Other societies in the early history of St. Michael's were the Holy name Society, St. Michael's Dramatic Club and St, Michael Catholic Order of Foresters.
The first parish choir goes way back to the days when priests first started coming to Suring to offer Mass in the Liberty Hall. The first organist was Mayme Stengel. The choir members were John Stengel, George Stengel. Margaret Calhoun, Jennie Ehlinger, Margaret Ehlinger and Lillian Stengel. A small reed organ was used from the early days until 1957 whenMr. and Mrs. Joseph Smith, Sr. donated a new Baldwin electric organ. Organists over the years have been Mayme Stengel, Mrs. A .J. Drengler, Mrs. A Bruckberger,Mrs. Peter Miller, Barbara Rupiper, Patrick Hohol and Robert Bauer.
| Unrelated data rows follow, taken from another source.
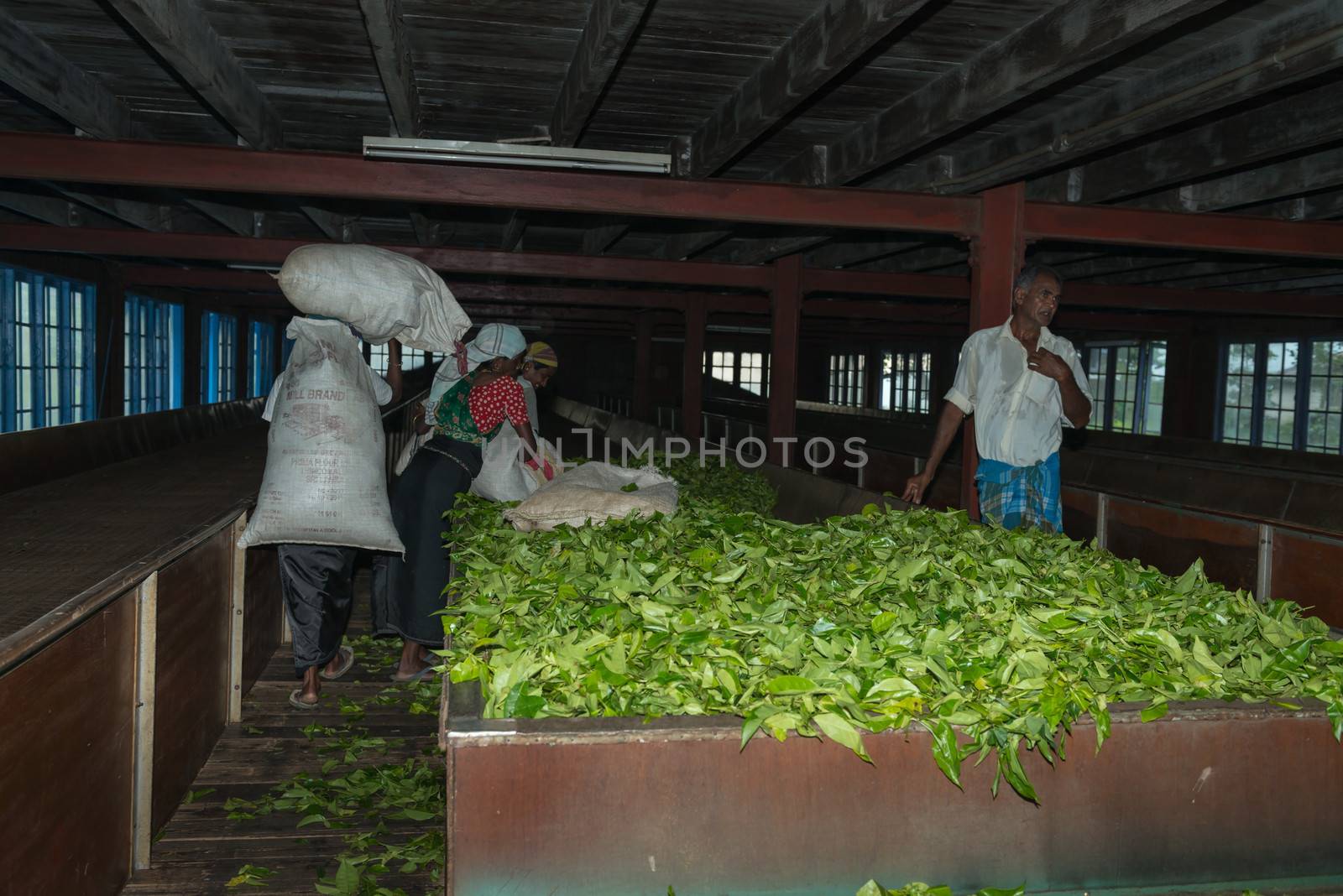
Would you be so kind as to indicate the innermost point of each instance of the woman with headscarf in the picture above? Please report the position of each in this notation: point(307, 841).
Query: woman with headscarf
point(472, 407)
point(539, 365)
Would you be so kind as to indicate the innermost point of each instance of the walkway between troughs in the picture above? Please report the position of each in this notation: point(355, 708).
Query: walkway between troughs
point(201, 849)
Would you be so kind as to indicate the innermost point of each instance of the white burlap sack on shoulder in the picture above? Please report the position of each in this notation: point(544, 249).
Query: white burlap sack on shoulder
point(593, 494)
point(382, 294)
point(324, 482)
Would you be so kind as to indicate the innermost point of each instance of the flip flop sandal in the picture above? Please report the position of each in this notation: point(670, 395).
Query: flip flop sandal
point(427, 669)
point(346, 663)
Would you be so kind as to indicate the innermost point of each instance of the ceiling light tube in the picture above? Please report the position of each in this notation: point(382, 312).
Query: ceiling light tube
point(524, 154)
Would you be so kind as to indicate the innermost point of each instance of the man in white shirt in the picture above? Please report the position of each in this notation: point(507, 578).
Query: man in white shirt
point(1024, 384)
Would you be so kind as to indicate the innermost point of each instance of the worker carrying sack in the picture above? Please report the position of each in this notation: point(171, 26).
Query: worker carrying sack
point(382, 294)
point(504, 477)
point(326, 477)
point(594, 494)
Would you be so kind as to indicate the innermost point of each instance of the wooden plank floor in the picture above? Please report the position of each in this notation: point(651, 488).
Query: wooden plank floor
point(201, 848)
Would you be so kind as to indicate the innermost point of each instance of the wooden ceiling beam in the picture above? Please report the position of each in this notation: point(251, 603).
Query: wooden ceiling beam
point(273, 251)
point(608, 34)
point(393, 54)
point(1053, 46)
point(391, 46)
point(183, 36)
point(597, 240)
point(1118, 226)
point(1288, 49)
point(938, 289)
point(49, 210)
point(514, 231)
point(1043, 53)
point(1300, 43)
point(1315, 172)
point(347, 176)
point(33, 69)
point(687, 246)
point(843, 255)
point(339, 228)
point(1303, 208)
point(47, 78)
point(823, 47)
point(426, 230)
point(237, 221)
point(1291, 127)
point(148, 216)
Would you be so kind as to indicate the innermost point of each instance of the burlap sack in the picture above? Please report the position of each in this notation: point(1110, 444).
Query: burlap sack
point(382, 294)
point(593, 494)
point(326, 477)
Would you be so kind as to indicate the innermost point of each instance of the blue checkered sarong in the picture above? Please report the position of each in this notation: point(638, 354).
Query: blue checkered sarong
point(1018, 497)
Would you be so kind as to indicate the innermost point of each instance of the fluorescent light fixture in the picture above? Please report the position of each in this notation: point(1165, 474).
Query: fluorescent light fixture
point(460, 150)
point(725, 329)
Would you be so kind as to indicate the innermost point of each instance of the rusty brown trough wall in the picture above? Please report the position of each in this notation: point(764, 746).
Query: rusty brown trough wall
point(1205, 795)
point(66, 759)
point(112, 708)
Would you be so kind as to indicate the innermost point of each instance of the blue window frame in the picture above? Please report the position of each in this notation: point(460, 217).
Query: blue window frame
point(262, 354)
point(1283, 393)
point(218, 357)
point(411, 358)
point(154, 340)
point(1128, 385)
point(46, 351)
Our parish has a population of approximately 420 people from the very young to the elderly, with, about 145 children in 60 families, and about 100 senior citizens. Our oldest living member is John Lanser, 92 years; and we still have one of our original members in the person of Matt Otradovec.
Our enrollment in CCD classes each year is approximately 103 stu- dents with about 5 preschoolers, 65 in the grades and 35 high schoolers. This years we had a class of 14 young people receiving the sacrement of Confirmation and three adult parishioners also. The Sacrament of Confirmation is administered every second year at St. Michael's. We have an average of 12-15 baptisms, 5 or 6 weddings, 7 or 6 funerals per year. Father is helped at Masses by a group of lectors, servers and communion distributors.